'There really is no hope': Ont. parents struggle with 4-year-old daughter's terminal cancer diagnosis
TORONTO -- The parents of a 4-year-old Ontario girl diagnosed with terminal brain cancer say they are frustrated that there have been no significant developments in treatment for the rare disease in the last 50 years.
Michal and Jackie Borkowski's daughter, Isabelle, was diagnosed with diffuse intrinsic pontine glioma or DIPG in April. There are some temporary treatments such as radiation and chemotherapy, but they have been told that there is currently no known cure.
"It's absolutely horrific. It's horrible to know that there really is no hope, it would require a miracle for her to survive," Michal Borkowski said in an interview with CTV's Your Morning.
He explained on Monday that Neil Armstrong’s daughter Karen died from DIPG in the 1960s and since then, he says, the treatments have not advanced.
"When we found out in April about our daughter we were told that we can do radiation treatment and that's the same thing that Neil Armstrong had back in 1962, literally nothing has changed," Michal Borkowski said.
He added that there have been some experimental trials happening In the United States, but COVID-19 travel restrictions have made it "really, really difficult" for Canadian families to cross the border and gain access.

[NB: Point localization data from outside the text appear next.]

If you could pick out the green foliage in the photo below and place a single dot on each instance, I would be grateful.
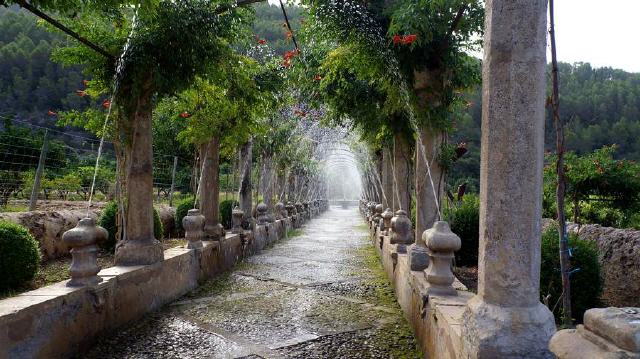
(225, 212)
(19, 256)
(600, 189)
(464, 219)
(181, 210)
(586, 283)
(108, 220)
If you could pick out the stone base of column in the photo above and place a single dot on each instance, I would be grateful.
(214, 232)
(490, 331)
(418, 258)
(137, 252)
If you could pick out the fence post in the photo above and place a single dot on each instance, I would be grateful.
(173, 180)
(37, 179)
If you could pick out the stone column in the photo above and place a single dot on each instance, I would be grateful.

"It's unfortunate and it's incredibly frustrating that nothing really has changed, and there's virtually no funding going into researching cures for this cancer which is the most frustrating," Michal Borkowski said.
The couple says Isabelle was a happy, healthy child but was diagnosed with DIPG when she began struggling to walk. They say doctors have told them that only 10 per cent of children diagnosed with the disease survive past age two and less than one per cent live past five years. They say the average lifespan is nine months after diagnosis.

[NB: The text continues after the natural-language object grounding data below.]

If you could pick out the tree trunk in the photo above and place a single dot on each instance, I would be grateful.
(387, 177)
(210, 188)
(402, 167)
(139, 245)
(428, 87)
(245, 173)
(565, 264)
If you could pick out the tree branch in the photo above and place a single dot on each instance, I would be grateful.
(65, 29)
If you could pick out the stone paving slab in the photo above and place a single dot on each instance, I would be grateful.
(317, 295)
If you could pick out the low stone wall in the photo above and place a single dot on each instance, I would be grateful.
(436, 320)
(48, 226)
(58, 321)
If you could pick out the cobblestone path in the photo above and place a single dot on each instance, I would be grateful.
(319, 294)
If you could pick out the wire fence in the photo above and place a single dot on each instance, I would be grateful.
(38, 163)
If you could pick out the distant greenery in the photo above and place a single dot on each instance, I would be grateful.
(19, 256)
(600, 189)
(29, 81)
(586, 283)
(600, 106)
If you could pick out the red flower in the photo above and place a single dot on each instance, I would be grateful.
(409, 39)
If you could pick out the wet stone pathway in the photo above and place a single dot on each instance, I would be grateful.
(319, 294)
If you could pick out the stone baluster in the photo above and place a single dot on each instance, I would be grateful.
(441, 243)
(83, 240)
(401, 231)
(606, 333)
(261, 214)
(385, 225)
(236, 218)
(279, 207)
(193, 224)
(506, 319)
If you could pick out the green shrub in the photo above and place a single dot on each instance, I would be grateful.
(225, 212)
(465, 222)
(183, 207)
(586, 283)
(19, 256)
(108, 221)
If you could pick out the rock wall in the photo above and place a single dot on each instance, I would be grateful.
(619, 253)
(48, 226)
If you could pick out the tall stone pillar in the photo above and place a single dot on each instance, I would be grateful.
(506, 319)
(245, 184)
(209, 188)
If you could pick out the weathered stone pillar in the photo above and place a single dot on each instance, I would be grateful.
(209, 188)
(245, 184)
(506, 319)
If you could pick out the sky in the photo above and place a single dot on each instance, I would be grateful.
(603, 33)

Doctors have told the Borkowskis that the best thing they can do now is to make as many memories with Isabelle as possible.
"We are at six months now so we are taking each day at a time and really trying to celebrate every single moment with her. Every little thing she does we celebrate and we clap and we cheer, and it's just absolutely horrific and devastating to just watch your child suffer and knowing what the future holds," Michal Borkowski said.
Despite the grim outlook, Jackie Borkowski says they couldn’t be more proud of their daughter.
"She's a fantastic, amazing, beautiful little girl. We are so proud of her and she's just so kind to kids at school and in her class. She's a jokester and a prankster… and she just has such a beautiful vivacious personality... it shines through of what an amazing little girl she is," Jackie Borkowski said.
However, she admits that Isabelle's condition is slowly deteriorating.
"She's been struggling with some tiredness lately, but we do have her in [junior kindergarten] and she tries to do half days and she'll come home in the afternoon for a nap," Jackie Borkowski said, adding that Isabelle loves going to school and spending time with her friends.
While most parents dream about their child’s future, Jackie Borkowski said they are taking it day-by-day.
"I can't believe how much time has gone by like how fast the time has gone but we just we try to do activities with her as much as possible," she said.
Jackie Borkowski says they have been doing monthly birthday parties since Isabelle's diagnosis. Isabelle just had her real birthday on Oct. 17, but the family throws her a themed party every month around that date with immediate family and a few of Isabelle's friends.
They've also done various other activities such as going to the park, taking a ride in a Corvette and doing a drive-thru zoo tour.
"Just things like that to try to have fun. Of course with this birthday party this last weekend that was a big milestone, school starting in September was another one we were really hoping to get to and glad that we did," Jackie Borkowski said.
Jackie Borkowski added that they are trying to make "every day as happy for her as possible" since they don't know how many days Isabelle has left.
"We never know when that end is going to be. The average is nine months, we would hope that she can go beyond that hopefully defy those odds and be one of those kids that can make it up to two years, but unfortunately for us, her future is pretty bleak," she said.